Minnesota Senator Amy Klobuchar and New Jersey colleague Cory Booker brought their 2020 presidential bids to the International Union of Painters and Allied Trades’ annual convention in Las Vegas on Wednesday, with Klobuchar addressing the union leaders in person and Booker appearing remotely from his home in Newark.
Here are several takeaways from their speeches:
Sen. Amy Klobuchar, D-Minn.
Audience: The only candidate to address the union in person received a strong reception, with standing ovations to open and close the speech.
Money line: “(Trump) made a lot of promises on what he was going to do for your union… and I think one of your jobs and my job is to make it very clear that so much of what he’s done is helping the richest people and not helping the working people.”
Infrastructure: Klobuchar spent much of her 30-minute speech promoting infrastructure expansion paid for by rolling back tax breaks for the wealthy and corporations — an expected hit with a union crowd.
Midwestern flavor: The former prosecutor pledged to “make a strong Midwestern case” for American economic growth through using her home region’s strong unions as a model.
BONUS: In an interview with the Review-Journal, Klobuchar said she is being cautious with her $7 million war chest as her more affluent competitors ramp up Nevada staffing, but said she plans to announce statewide hires soon. She is using much of her media time this week to push a gun-control bill that would ban unmarried domestic abusers and stalkers from owning guns, noting that about half of all mass-shooters (including the recent shooter in Dayton, Ohio) kill a female romantic partner or family member during their sprees.
Sen. Cory Booker, D-N.J.
Audience: The audience rose for its applause at the beginning and end of his speech, but some technical difficulties may have contributed to a muted response during his remarks.

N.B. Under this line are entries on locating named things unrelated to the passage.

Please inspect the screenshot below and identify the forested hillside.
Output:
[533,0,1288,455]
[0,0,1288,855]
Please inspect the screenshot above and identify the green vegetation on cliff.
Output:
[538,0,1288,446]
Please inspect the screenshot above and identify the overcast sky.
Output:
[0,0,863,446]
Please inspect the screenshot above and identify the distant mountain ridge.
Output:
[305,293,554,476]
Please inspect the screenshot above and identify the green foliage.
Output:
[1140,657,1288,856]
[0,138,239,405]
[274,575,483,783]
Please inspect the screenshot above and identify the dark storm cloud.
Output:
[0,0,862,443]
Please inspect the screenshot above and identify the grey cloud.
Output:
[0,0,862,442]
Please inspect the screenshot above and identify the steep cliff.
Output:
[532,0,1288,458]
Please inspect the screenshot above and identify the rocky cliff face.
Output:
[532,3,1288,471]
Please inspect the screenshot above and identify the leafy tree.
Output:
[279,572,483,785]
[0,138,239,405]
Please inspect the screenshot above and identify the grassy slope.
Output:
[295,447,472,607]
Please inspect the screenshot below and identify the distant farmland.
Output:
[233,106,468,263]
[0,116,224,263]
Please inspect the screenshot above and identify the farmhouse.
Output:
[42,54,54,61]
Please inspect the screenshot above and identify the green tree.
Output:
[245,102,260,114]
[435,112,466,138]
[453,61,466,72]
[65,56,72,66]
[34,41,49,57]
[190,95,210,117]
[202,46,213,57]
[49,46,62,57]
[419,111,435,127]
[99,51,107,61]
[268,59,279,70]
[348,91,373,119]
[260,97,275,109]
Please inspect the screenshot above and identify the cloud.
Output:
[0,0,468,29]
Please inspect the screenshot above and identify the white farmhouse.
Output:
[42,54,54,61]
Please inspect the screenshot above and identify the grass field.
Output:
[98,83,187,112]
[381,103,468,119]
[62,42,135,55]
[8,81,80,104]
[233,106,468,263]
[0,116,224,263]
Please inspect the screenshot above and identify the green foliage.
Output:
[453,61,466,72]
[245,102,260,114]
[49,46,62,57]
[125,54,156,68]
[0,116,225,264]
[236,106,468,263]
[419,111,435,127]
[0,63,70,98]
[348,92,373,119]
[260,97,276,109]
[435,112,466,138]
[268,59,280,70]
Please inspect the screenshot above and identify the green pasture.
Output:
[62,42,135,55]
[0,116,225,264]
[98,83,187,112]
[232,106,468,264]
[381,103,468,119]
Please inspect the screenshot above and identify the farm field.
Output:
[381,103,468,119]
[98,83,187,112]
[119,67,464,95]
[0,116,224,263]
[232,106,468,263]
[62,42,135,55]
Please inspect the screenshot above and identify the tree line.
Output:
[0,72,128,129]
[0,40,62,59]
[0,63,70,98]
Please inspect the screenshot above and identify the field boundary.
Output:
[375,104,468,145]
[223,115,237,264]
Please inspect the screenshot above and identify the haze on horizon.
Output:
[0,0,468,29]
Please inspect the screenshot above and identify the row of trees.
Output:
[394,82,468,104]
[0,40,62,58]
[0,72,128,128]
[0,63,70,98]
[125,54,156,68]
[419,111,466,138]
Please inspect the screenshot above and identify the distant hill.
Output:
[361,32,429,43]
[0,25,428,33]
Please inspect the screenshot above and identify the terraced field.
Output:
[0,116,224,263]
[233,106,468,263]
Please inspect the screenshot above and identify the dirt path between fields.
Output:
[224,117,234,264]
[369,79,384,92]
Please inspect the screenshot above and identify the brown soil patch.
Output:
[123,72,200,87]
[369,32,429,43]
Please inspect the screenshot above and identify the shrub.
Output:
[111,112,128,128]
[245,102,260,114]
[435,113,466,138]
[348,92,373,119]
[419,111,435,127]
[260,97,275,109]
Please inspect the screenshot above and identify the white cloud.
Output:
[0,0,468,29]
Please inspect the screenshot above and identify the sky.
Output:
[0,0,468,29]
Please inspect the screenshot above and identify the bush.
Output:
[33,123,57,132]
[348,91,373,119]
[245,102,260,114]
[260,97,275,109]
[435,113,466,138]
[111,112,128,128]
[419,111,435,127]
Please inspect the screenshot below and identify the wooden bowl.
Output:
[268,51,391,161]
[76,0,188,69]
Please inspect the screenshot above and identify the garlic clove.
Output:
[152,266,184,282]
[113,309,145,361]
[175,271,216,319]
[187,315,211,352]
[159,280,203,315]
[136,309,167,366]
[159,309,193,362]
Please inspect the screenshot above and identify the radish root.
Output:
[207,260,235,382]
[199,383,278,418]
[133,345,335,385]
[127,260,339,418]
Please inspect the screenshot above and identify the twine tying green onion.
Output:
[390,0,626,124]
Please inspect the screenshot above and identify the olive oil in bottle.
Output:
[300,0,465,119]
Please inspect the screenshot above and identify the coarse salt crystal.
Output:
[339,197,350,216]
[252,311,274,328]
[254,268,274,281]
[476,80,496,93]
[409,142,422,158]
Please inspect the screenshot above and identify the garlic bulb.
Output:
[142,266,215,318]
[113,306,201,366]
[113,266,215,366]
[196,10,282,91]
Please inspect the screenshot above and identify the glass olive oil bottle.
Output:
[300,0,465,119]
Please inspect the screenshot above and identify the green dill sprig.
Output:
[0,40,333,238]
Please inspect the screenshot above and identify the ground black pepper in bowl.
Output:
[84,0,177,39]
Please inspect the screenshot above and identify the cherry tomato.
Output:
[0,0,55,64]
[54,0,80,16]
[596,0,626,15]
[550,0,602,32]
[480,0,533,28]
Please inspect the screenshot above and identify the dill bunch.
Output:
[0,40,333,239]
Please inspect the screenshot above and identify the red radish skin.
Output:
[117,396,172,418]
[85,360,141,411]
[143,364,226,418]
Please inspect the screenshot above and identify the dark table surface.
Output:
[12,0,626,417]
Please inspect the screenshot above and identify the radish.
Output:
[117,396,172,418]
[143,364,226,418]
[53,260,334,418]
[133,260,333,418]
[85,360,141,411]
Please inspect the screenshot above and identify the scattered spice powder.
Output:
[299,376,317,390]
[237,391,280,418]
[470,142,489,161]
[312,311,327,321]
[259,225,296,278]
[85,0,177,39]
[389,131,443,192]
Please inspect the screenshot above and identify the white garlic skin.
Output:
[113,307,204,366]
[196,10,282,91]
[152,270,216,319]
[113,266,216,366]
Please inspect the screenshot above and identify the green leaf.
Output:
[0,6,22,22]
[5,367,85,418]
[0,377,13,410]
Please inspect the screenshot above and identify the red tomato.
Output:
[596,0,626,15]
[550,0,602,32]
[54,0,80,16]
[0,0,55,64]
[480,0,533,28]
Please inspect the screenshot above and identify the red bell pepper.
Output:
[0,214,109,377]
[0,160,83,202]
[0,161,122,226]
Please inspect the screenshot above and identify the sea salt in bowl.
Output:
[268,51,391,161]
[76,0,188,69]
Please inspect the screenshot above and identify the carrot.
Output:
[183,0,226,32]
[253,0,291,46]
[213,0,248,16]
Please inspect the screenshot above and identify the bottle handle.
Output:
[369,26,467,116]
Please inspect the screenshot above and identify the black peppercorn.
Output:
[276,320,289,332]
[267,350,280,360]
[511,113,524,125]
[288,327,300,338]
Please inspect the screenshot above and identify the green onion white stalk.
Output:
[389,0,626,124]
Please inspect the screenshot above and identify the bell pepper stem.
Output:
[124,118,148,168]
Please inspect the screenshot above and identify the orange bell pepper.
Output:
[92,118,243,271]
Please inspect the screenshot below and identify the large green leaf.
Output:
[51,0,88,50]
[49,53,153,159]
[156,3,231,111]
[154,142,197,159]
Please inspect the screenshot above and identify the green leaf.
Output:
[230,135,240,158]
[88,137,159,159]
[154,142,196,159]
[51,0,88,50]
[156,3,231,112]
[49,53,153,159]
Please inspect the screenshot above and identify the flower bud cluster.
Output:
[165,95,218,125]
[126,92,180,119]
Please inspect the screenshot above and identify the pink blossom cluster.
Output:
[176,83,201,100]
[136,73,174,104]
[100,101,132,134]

Money line: “You are critical to the vision of America. This idea that we talk about — this idea of a more perfect union. It is important to understand that unions have been critical to the American dream for a long time.”
Newark as an example: Booker said his hometown is enjoying “the biggest period of economic development in 60 years” due in part to expansive building projects with union labor begun while Booker was serving as mayor. He said hopes to replicate that on a national level.
Apprenticeships: Booker mostly stuck to his typical campaign speech, but he received some applause for pledging to focus on apprenticeships, noting that only about 35 percent of Americans graduate from four-year colleges.
UP NEXT: Sen. Elizabeth Warren, D-Mass., will address the convention at 1 p.m. on Thursday.